As democracias são mais eficazes.
Toda a gente pode escrever o que quer, mas só poucos, muito poucos, têm acesso aos meios de comunicação. A proibição é desnecessária.
Sendo impossível fazer aquilo que uma ditadura se veria obrigada a proibir, ficam naturalmente dispensados, por inúteis, quaisquer meios sujos e feios de ofensa à liberdade individual ou à vida. Ainda com uma vantagem acrescida - a história tenderá a votar os inconvenientes ao esquecimento.
Garantida está, pois, a sociedade supostamente avançada e tolerante, em que todos podem, em liberdade e sem constrangimentos, dizer e escrever o que pensam.
Supostamente.
Para as democracias, a situação só pode ser problemática quando aquele que resolve difundir ideia contrária à corrente dominante tem já adquirido esse raro poder de dispor de uma tribuna relevante ou das colunas de um jornal influente.
É então que a sociedade avançada mostra porque e em que sentido o é.
O filme está em exibição nas nossas salas de cinema e merece ser visto, talvez revisto, e meditado em todos os seus muitos pormenores. O engenho do realizador permite que um documental biográfico eivado de profundidade filosófica seja absorvido com impressionante leveza, contrastante com o dramático e sério do tema.
De nada valeram a Hannah Arendt a origem judia, a perseguição nazi, o campo de concentração, a fuga e o exílio. De nada lhe valeu também, a docência numa Universidade dos Estados Unidos, à qual ascendeu por via do seu reconhecido mérito.

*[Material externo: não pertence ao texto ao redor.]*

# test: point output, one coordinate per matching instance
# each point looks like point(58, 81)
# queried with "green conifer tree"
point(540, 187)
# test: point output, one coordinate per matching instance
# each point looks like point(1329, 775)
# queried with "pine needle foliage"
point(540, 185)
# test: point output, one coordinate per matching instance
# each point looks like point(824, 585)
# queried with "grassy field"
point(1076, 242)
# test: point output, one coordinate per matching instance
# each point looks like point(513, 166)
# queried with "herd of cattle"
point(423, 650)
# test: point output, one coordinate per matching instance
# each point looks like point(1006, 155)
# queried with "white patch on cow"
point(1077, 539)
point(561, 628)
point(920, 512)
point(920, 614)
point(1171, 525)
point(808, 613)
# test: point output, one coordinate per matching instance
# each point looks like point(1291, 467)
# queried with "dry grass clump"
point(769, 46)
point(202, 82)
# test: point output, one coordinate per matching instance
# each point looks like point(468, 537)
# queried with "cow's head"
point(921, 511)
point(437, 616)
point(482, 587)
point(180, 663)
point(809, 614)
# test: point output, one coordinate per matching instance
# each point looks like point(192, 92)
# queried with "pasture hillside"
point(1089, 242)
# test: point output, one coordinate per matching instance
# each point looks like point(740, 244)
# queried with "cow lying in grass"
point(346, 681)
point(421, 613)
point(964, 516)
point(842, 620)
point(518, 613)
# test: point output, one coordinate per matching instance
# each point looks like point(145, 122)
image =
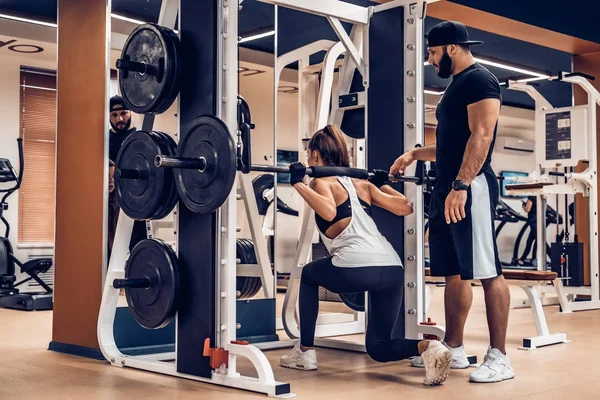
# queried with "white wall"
point(10, 117)
point(257, 89)
point(520, 162)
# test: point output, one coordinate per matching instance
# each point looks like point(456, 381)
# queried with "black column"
point(385, 137)
point(197, 233)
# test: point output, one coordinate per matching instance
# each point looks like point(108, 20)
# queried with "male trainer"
point(120, 125)
point(120, 129)
point(462, 243)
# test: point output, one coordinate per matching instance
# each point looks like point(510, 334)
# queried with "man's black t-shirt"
point(115, 142)
point(473, 84)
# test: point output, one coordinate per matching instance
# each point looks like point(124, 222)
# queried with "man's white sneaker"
point(459, 358)
point(298, 359)
point(495, 368)
point(436, 360)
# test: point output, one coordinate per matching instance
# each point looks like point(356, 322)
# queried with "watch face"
point(458, 185)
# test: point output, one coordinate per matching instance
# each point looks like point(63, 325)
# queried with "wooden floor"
point(565, 371)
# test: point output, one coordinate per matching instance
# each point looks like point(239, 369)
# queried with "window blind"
point(37, 195)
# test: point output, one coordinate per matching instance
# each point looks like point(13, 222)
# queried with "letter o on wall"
point(29, 48)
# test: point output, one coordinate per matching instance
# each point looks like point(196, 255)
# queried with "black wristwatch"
point(458, 185)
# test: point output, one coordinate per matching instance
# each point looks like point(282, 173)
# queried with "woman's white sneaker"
point(298, 359)
point(436, 360)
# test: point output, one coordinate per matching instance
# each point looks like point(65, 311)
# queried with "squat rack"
point(226, 28)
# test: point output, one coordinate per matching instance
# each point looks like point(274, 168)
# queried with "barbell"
point(203, 168)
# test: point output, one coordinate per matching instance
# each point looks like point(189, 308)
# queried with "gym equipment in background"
point(565, 137)
point(10, 297)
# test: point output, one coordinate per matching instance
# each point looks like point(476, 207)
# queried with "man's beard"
point(121, 130)
point(445, 66)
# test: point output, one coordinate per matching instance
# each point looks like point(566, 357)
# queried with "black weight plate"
point(153, 308)
point(143, 92)
point(246, 282)
point(250, 259)
point(254, 283)
point(244, 116)
point(7, 265)
point(257, 280)
point(242, 282)
point(205, 191)
point(249, 280)
point(260, 184)
point(355, 301)
point(140, 198)
point(172, 40)
point(170, 192)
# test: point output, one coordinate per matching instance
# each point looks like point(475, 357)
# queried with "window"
point(37, 195)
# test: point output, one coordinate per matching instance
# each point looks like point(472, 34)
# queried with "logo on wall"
point(21, 48)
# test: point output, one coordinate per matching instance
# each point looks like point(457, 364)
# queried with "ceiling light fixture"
point(258, 36)
point(507, 67)
point(27, 20)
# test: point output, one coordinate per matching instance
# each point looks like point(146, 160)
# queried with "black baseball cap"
point(449, 32)
point(117, 104)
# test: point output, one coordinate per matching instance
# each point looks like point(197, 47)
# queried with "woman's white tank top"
point(360, 244)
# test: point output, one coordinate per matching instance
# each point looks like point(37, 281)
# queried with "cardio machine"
point(10, 297)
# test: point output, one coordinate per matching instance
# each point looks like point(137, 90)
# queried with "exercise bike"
point(10, 297)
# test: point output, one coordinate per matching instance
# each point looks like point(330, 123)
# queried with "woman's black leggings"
point(385, 286)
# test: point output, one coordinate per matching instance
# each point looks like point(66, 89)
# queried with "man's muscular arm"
point(483, 116)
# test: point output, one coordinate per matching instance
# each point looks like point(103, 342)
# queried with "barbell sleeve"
point(132, 283)
point(134, 66)
point(134, 174)
point(180, 162)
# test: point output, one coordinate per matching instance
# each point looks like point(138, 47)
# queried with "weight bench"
point(528, 281)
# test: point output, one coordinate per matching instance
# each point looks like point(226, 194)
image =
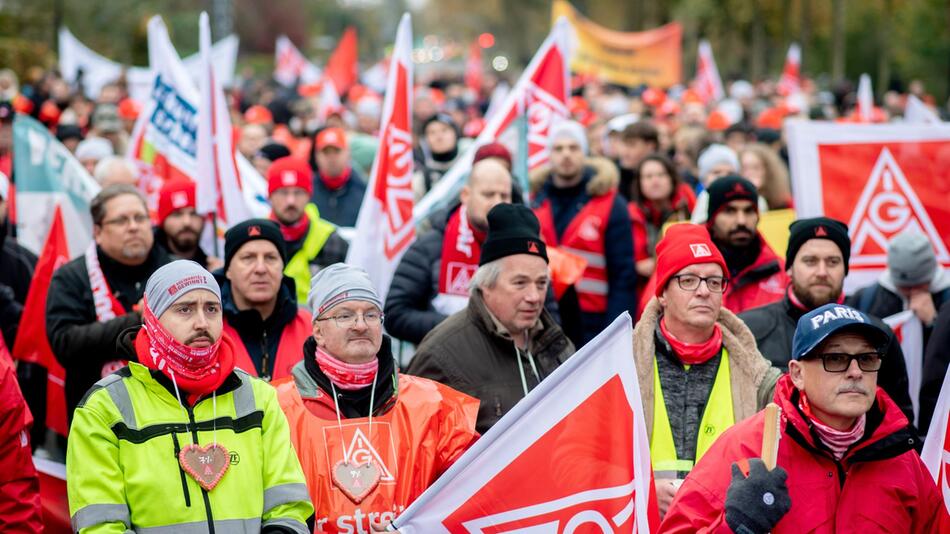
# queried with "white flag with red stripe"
point(791, 81)
point(708, 84)
point(555, 463)
point(936, 452)
point(543, 91)
point(291, 66)
point(218, 180)
point(384, 227)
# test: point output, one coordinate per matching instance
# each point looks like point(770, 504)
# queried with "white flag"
point(384, 227)
point(555, 463)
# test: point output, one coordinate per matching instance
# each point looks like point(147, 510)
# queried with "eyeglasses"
point(348, 320)
point(690, 282)
point(122, 222)
point(839, 362)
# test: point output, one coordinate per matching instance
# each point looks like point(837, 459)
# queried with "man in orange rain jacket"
point(388, 436)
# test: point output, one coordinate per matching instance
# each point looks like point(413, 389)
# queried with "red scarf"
point(198, 371)
point(461, 248)
point(335, 182)
point(837, 440)
point(347, 376)
point(694, 353)
point(293, 232)
point(798, 304)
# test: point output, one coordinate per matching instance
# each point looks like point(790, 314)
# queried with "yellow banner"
point(653, 57)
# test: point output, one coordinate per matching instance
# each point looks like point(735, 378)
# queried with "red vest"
point(289, 350)
point(584, 236)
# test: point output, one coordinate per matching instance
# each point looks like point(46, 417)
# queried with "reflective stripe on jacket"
point(122, 460)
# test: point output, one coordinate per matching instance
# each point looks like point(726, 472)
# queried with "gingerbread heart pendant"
point(356, 481)
point(205, 464)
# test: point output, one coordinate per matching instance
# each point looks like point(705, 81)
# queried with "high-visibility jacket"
point(289, 350)
point(298, 267)
point(122, 469)
point(584, 236)
point(424, 429)
point(717, 417)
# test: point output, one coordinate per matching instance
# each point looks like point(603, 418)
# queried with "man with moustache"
point(756, 274)
point(98, 295)
point(817, 257)
point(179, 225)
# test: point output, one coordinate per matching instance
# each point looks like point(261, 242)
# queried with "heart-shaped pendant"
point(356, 481)
point(205, 464)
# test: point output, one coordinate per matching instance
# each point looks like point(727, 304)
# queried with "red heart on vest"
point(205, 464)
point(356, 481)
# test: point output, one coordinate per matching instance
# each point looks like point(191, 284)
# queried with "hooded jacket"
point(880, 485)
point(773, 326)
point(468, 353)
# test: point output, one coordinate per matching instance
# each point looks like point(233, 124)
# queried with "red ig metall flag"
point(572, 456)
point(384, 227)
point(542, 93)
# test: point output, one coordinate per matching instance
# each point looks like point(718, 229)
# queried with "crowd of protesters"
point(163, 342)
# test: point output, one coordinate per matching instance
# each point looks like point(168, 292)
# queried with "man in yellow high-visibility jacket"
point(180, 440)
point(698, 366)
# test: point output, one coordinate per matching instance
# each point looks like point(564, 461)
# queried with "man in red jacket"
point(846, 458)
point(756, 274)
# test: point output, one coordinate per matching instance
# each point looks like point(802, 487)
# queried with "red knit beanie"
point(289, 172)
point(175, 194)
point(682, 246)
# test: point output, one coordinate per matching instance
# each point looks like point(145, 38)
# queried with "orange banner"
point(653, 57)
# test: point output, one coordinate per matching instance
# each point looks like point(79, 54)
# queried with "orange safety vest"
point(428, 427)
point(289, 350)
point(584, 236)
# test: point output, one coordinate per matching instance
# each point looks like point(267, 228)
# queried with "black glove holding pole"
point(754, 504)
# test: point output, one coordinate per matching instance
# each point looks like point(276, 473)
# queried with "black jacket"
point(259, 335)
point(467, 353)
point(80, 343)
point(409, 311)
point(773, 326)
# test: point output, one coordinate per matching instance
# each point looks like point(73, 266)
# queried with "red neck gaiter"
point(293, 232)
point(198, 371)
point(347, 376)
point(798, 304)
point(335, 182)
point(693, 353)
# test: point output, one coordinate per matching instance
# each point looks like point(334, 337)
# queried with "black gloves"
point(755, 504)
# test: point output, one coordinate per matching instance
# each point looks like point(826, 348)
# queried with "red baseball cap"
point(684, 245)
point(289, 172)
point(175, 195)
point(334, 137)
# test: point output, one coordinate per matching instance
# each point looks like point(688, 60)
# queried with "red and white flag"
point(218, 180)
point(791, 81)
point(31, 343)
point(936, 452)
point(291, 66)
point(543, 90)
point(708, 84)
point(555, 463)
point(384, 227)
point(879, 179)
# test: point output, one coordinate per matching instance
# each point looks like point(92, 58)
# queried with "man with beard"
point(756, 274)
point(817, 259)
point(312, 243)
point(98, 295)
point(179, 225)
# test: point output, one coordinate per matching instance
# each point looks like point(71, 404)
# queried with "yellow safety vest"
point(717, 417)
point(298, 267)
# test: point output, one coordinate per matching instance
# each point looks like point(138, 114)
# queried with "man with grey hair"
point(96, 296)
point(504, 342)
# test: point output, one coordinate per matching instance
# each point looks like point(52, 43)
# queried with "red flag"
point(31, 344)
point(341, 67)
point(473, 68)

A sociedade avançada e tolerante não lhe perdoou o ter tido uma opinião própria, dir-se-ia hoje “politicamente incorrecta”, acerca do juízo de censura adequado a Adolf Eichmann e do veredicto do Tribunal de Jerusalém que o julgou e condenou.
O estigma de nazi e a suspeita de colaboracionismo, difundidos por diversos e poderosos canais, condenaram-na, sem direito a defesa ou recurso, por delito de opinião.
A trovoada de aplausos que recebe no final da palestra proferida a convite de seus alunos só foi ouvida na sala. Porque os que pensam e deixam pensar não vencem os poucos instalados.
Que, como ela, pensemos e, se não o soubermos fazer, procuremos quem no-lo ensine.